In the following examples, a variable with a name like intArray
or
collectionOfDouble
is of the type implied by that name. The identifier
values
can represent an int[]
, long[]
, double[]
, Collection<? extends Number>
, or can be replaced with primitive varargs. (In some cases, even more
variations may be accepted; check Javadoc for full details.)
Links to named classes are given at the bottom of the page.
Mean (only) of existing values
double mean = Stats.meanOf(values);
double mean = doubleStream.average().getAsDouble();
Maximum (only) of existing values
double max = doubleStream.max().getAsDouble();
double max = Doubles.max(doubleArray);
double max = immutableDoubleArray.stream().max().getAsDouble();
double max = Collections.max(collectionOfDouble);
double max = Ordering.natural().max(iterableOfDouble);
Sum (only) of existing values
double sum = doubleStream.sum();
double sum = Arrays.stream(doubleArray).sum();
double sum = Stats.of(values).sum();
Both mean and maximum of existing values
DoubleSummaryStatistics stats = doubleStream.summaryStatistics();
double mean = stats.getAverage();
double max = stats.getMax();
Stats stats = Stats.of(values);
double mean = stats.mean();
double max = stats.max();
Standard deviation of existing values
Choose between populationStandardDeviation
and sampleStandardDeviation
; see
the Javadoc of these methods to understand the difference.
double stddev = Stats.of(values).populationStandardDeviation();
Mean and sample standard deviation of incoming values
This approach is useful when you don't want to store up all the values in advance. Instead, create an "acccumulator", and as you get the values you can feed them in and then discard them.

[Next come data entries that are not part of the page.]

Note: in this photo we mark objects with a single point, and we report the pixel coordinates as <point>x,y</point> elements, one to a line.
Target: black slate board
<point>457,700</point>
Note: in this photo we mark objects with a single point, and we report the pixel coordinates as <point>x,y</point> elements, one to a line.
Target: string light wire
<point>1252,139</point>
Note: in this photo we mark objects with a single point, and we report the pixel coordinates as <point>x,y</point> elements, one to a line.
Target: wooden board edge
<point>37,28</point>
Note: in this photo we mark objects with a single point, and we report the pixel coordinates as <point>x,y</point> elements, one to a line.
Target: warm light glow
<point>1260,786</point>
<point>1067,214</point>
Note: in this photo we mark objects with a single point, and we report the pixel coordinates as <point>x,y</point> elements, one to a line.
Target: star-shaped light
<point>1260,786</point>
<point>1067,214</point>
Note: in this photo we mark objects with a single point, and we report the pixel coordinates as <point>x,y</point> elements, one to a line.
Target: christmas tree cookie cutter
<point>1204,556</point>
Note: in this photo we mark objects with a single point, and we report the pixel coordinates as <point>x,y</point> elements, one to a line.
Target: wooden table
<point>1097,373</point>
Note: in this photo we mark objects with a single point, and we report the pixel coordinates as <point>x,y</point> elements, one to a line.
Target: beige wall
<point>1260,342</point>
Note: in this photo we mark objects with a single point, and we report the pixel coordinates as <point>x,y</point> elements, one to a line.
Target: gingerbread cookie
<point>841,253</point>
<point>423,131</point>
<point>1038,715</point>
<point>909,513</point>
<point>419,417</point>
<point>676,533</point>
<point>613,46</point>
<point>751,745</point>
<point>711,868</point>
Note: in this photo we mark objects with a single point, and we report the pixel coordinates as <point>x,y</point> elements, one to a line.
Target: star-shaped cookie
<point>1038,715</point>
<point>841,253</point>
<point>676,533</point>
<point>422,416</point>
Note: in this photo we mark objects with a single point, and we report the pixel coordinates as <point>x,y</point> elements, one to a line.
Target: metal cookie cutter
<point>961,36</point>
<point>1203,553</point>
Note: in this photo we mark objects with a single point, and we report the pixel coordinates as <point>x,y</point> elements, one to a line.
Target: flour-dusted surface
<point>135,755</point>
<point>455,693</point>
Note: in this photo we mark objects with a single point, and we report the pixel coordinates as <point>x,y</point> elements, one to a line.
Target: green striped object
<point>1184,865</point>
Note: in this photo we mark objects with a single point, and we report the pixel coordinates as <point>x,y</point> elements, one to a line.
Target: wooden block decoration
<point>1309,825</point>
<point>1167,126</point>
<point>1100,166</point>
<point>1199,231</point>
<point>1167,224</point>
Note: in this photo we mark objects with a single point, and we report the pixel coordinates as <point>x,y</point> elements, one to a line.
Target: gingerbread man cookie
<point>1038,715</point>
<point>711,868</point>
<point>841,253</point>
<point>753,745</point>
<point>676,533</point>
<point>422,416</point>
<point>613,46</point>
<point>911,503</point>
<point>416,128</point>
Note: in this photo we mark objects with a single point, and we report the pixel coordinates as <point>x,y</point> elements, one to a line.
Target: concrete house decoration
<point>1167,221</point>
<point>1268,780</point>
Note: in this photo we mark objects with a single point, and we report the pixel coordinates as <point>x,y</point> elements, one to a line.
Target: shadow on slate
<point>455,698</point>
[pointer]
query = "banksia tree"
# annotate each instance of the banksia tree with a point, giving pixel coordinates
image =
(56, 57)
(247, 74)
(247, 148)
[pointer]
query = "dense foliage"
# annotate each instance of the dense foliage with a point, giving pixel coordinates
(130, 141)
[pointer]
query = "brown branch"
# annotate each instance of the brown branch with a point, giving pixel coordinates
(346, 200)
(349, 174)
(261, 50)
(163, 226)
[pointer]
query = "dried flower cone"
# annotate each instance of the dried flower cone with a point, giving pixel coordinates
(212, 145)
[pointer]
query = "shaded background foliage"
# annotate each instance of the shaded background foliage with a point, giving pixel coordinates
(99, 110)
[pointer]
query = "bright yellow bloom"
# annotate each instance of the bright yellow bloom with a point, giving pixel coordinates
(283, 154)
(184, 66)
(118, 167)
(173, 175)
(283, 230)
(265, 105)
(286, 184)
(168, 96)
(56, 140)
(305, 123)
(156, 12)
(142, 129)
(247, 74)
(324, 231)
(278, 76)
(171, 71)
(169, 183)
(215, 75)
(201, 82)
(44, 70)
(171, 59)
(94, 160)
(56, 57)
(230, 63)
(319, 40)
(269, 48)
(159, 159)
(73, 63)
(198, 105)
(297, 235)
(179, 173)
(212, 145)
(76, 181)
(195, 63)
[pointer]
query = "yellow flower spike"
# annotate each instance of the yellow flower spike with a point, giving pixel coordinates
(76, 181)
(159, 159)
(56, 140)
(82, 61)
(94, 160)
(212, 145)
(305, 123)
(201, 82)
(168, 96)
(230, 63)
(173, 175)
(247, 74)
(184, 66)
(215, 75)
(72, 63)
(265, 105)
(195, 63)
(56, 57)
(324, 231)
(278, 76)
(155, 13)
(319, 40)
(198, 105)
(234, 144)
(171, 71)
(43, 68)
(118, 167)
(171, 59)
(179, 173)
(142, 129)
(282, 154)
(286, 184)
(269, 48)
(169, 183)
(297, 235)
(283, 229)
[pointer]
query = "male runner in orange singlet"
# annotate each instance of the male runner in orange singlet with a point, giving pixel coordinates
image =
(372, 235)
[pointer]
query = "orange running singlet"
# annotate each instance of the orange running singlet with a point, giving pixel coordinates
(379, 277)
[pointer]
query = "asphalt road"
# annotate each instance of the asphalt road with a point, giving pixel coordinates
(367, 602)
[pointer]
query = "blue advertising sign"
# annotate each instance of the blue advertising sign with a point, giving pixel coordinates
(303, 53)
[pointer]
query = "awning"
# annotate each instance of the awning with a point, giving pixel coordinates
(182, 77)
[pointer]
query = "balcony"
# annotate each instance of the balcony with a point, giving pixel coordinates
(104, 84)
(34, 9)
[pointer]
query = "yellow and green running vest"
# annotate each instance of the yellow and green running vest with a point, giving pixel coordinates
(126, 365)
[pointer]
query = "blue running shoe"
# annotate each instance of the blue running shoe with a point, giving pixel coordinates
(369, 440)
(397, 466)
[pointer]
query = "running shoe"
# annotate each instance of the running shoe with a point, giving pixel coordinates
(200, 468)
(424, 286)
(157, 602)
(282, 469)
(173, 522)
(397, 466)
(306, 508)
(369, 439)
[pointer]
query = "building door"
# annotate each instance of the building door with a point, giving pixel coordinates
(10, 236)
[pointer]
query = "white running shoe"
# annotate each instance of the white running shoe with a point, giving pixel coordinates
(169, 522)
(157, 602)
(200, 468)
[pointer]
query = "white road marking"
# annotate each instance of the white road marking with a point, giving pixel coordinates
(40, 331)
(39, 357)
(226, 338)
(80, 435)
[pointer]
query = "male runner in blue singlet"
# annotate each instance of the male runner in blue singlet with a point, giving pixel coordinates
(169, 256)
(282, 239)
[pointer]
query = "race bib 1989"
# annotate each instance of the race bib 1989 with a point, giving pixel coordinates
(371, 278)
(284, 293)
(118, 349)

StatsAccumulator accum = new StatsAccumulator();
...
// any number of times, over time
accum.add(value); // or addAll
...
double mean = accum.mean();
double stddev = accum.sampleStandardDeviation();
// or use accum.snapshot() to get an immutable Stats instance
Median (only) of existing values
double median = Quantiles.median().compute(values);
95th percentile of existing values
double percentile95 = Quantiles.percentiles().index(95).compute(values);
Find the 90th, 99th, and 99.9th percentile
Map<Integer, Double> largeValues =
Quantiles.scale(1000).indexes(900, 990, 999).compute(values);
double p99 = largeValues.get(990); // for example
Find the statistical correlation between two sets of values
PairedStatsAccumulator accum = new PairedStatsAccumulator();
for (...) {
...
accum.add(x, y);
}
double correl = accum.pearsonsCorrelationCoefficient();
Find a linear approximation for a set of ordered pairs
PairedStatsAccumulator accum = new PairedStatsAccumulator();
for (...) {
...
accum.add(x, y);
}
LinearTransformation bestFit = accum.leastSquaresFit();
double slope = bestFit.slope();
double yIntercept = bestFit.transform(0);
double estimateXWhenYEquals5 = bestFit.inverse().transform(5);